Critics still see too little innovation in NASA's marquee programs, which to some resemble the old ones. And while Obama has embraced commercial space companies like SpaceX, which are developing cost-cutting design alternatives, NASA backers worry about siphoning off resources to a shadow space industry.
There is no longer any question that the Space Launch System and the Orion crew capsule, which rolled out of the hangar this week, remain at the core of U.S. space exploration policy.
“Basically, what it comes down to is, do you want to have an exploration program or not?” said Doug Cooke, who spearheaded the Space Launch System as the former associate administrator for the Exploration Systems Mission Directorate at NASA.
Whether the future mission is the Moon, an asteroid or Mars, NASA needs a big rocket that can send heavy payloads deep into space, he said.
That has brought annual funding for the Space Launch System into sharper focus this month.

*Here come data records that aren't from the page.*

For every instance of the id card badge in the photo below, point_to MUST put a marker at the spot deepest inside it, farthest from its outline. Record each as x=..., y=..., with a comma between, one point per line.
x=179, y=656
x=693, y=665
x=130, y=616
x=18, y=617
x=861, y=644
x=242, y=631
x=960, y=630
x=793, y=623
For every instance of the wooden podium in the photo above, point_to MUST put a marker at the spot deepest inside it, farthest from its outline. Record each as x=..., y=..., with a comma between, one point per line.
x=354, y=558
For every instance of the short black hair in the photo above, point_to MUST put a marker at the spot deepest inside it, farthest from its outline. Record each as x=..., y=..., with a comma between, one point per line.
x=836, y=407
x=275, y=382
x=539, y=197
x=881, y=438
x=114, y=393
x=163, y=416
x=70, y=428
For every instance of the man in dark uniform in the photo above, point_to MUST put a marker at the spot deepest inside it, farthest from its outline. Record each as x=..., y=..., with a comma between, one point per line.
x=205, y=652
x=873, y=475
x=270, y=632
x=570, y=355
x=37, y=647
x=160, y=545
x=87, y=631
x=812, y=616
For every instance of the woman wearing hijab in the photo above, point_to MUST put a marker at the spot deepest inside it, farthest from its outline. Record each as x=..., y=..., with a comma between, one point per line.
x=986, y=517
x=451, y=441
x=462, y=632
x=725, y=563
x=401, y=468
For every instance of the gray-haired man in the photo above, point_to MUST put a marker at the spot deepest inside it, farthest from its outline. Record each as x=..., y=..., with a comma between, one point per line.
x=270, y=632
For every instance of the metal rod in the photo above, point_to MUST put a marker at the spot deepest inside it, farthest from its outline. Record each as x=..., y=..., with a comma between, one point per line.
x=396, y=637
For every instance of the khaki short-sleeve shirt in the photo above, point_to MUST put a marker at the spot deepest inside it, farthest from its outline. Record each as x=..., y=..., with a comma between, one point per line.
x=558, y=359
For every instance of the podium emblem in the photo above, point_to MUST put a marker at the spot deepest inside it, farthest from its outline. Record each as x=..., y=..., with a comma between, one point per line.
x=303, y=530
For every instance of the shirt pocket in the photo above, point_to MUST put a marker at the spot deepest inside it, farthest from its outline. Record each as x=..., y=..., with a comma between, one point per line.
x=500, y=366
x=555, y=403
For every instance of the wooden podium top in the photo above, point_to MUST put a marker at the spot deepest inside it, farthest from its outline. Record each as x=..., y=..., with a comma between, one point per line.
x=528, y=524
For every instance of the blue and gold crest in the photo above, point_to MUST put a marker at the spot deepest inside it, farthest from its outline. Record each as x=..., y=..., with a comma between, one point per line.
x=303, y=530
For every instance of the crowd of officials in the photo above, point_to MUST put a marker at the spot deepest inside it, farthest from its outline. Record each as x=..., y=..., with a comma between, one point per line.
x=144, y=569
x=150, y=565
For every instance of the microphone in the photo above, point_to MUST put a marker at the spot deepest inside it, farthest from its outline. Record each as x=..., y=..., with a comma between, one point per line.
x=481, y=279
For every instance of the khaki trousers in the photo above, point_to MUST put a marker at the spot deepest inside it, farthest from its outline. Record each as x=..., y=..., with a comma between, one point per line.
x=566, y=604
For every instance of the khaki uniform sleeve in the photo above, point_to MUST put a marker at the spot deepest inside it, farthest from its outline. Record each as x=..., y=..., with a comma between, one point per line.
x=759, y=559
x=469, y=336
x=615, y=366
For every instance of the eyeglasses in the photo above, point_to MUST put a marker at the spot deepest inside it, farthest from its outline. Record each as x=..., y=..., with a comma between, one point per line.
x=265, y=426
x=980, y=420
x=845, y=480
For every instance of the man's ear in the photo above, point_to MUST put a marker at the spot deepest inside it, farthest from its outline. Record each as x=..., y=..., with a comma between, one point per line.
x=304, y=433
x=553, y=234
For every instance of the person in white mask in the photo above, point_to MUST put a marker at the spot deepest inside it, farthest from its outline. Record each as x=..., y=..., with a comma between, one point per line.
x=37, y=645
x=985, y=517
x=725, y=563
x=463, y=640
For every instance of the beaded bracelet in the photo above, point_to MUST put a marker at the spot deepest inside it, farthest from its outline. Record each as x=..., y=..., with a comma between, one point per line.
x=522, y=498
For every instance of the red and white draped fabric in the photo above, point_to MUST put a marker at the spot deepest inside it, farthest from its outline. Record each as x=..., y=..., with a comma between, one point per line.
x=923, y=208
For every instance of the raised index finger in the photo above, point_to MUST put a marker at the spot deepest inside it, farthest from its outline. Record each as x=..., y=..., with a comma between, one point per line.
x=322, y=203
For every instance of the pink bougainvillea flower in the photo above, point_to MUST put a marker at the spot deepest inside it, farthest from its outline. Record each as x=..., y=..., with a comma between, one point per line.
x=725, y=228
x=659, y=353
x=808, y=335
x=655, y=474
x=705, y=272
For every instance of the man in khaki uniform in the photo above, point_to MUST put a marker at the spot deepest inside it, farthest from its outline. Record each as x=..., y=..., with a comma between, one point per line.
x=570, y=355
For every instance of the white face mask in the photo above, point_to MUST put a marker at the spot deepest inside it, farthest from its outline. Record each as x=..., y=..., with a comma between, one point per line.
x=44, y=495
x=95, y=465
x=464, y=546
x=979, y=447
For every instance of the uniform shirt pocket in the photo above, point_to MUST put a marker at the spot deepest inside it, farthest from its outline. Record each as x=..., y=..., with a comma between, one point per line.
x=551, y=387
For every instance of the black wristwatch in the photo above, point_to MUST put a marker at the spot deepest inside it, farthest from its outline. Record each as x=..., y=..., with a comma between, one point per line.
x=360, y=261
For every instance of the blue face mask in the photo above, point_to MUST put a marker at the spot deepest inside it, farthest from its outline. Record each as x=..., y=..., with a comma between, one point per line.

While NASA assures Congress that the program is on a solid glide path, Cooke worries a sloppy budget fight in the coming weeks could set it back.
Obama's 2015 budget request for NASA was $17.46 billion, a 1 percent cut from the $17.6 billion Congress gave the agency for fiscal year 2014, which ends Sept. 30.
That includes some $1.7 billion for the Space Launch System — and another $133 million for the controversial asteroid mission, which has run into renewed skepticism in Congress, particularly if it stretches dollars thin for development of the Space Launch System.
Smith sounded the alarm again in July when the Government Accountability Office concluded NASA's funding plan for the Space Launch System was $400 million short of what it needs to launch by 2017.
But the immediate hitch is that Congress is nowhere near passing a 2015 NASA budget, with the most likely scenario being a stopgap funding measure.
According to Cooke, Congress is very likely to increase NASA funding over the president's request. But until a final budget is passed, he said, the space agency likely will operate programs at the lower levels requested by the White House, slowing their pace.